View Full Version : Anyone else watching the CMA?
abpeep 11-07-2007, 09:06 PM One hour in on the Country Music Awards and I am extremely distressed over the state of country music. :eek:
Friggin' Big and Rich dedicated their performance to "the King of Bling, Porter Waggoner' :wtf:
He's probably rolling over in his grave with some of what passes for country music these days.
I really know how things are with the industry these days but seeing it all together on network TV really is enough to make you cry:tears:
Oh, and the Eagles are starting up now................
Alan
CarlV 11-07-2007, 09:15 PM Anyone else watching the CMA?
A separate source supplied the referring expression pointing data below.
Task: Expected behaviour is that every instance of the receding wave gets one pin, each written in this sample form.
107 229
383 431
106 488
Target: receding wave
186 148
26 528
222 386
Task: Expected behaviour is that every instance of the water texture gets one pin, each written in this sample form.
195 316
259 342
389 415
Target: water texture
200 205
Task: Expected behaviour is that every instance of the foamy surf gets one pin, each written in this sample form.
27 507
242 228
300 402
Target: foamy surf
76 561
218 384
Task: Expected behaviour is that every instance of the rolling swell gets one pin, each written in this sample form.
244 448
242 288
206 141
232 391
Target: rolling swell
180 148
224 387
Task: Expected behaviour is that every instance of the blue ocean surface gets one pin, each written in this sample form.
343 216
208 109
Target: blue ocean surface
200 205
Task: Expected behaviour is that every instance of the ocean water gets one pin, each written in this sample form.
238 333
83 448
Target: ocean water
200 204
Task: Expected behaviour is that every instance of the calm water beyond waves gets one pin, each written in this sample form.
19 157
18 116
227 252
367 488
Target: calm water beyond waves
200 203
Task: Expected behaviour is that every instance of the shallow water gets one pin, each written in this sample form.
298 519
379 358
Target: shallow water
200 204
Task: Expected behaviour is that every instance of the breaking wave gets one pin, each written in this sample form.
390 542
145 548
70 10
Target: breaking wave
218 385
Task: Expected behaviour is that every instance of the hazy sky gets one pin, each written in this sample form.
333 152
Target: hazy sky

It is not on here yet but I do not watch any music or even the Oscars award shows. :)
I look at it as encouraging them.
Carl
Fisherdude 11-07-2007, 09:20 PM The only constant is change...
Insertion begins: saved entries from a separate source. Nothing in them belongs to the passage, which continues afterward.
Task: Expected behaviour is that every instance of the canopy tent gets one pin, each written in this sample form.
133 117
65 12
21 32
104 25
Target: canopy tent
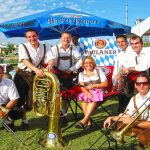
142 28
50 24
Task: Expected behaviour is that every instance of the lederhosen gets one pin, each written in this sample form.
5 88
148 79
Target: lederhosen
66 83
24 83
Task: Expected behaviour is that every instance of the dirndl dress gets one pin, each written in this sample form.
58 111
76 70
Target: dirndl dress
97 96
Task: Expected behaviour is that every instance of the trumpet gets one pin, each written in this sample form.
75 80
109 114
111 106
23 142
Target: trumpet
119 135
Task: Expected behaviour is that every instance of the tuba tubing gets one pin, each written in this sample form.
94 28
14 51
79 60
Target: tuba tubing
119 135
46 101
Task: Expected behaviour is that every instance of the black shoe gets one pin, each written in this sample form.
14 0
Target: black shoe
80 126
24 126
10 127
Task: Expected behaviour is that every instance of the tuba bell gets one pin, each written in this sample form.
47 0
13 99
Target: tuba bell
46 101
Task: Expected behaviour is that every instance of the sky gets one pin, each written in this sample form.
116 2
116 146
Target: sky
114 10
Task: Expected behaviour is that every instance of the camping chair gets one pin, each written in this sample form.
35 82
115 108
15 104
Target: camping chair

Much of today's country is "pop" country. Gotta be current.
There's still plenty to like, though, including some cool new stuff.
Have you heard "Raising Sand", the new Alison Krauss & Robert Plant album?
It's a stunner.
Brudha 11-07-2007, 09:44 PM Carrie Underwood, Sugarland, George Strait, Martina McBride, Reba McEntire....:thmbsp:
OvenMaster 11-07-2007, 09:52 PM To me, real country music is people like early Dolly Parton, Hank Snow, Roy Acuff, Hank Williams Sr., Merle Haggard, George Jones, Sons of the Pioneers...
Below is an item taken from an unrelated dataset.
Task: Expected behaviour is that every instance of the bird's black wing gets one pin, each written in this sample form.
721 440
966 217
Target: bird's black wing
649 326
In other words, the stuff my dad still plays in the car on cassettes.
cruisaire 11-07-2007, 09:53 PM Ferlin Husky, Roy Acuff, Hank Snow, and Ms. Patsy....now that was Country!
abpeep 11-07-2007, 09:55 PM Yeah Carl, you're probably right but I can sit in here with the wife or go in the other room and do something else. So tonight I'm sharing the CMA's and taking a couple of opportunities to vent here.
Fisherdude - I know there is some decent music out there and a lot that I can handle if we go out drinking and dancing. Have not heard but one cut - Gone, Gone, Gone - from that pairing. Keep thinking I'll hear more of it on the radio but no such luck.
I feel like I need some Hank Snow now.
Alan
fotno 11-07-2007, 10:27 PM I worked as a DJ for a little AM country station for years, and I can't tell you to the hour when I gave up on country music, but I CAN tell you it started on April 3rd 1995.
The great Rodney Crowell, one of the best singer/songwriters in recent country music, had released a song that day that I just knew would make him the star I had always thought he should have been. I would have bet money it was his path to the top of the charts.
The song was beautiful, deep, complex, and sung as only Rodney could sing it. We got the pre-release CD single of it, and I had been playing it in the booth for several days, when I asked the program director when it would go into the rotation so I could play it on air. His answer: "Never... As much as I love this song, Crowell doesn't sell enough records, so we won't be playing this one".
Less than 6 months later, Tim McGraw released a cover (that wasn't a pimple on the original) of this same song, and it went straight to number one.
In the end, I asked for and was given the Crowell CD single of "Please Remember Me". If you've never heard his version, try listening to it back to back with McGraw's. I feel sure you'll hear what I mean.
abpeep 11-07-2007, 10:33 PM I have 3-4 Rodney Crowell lp's/cd's. Definitely like that guy. Picked up a Roseanne Cash LP a couple of weeks ago that he produced for her - haven't listened to it yet, though.
Alan
Zadok2112 11-08-2007, 12:48 AM I think Pro-Tools us used more in country than in rock/pop. Alternative country is more "real" country. Hank Williams III is modern Honky Tonk.
I found the audio of the CMA's terrible! The sound kept going up and down in volume. Anybody else hear it?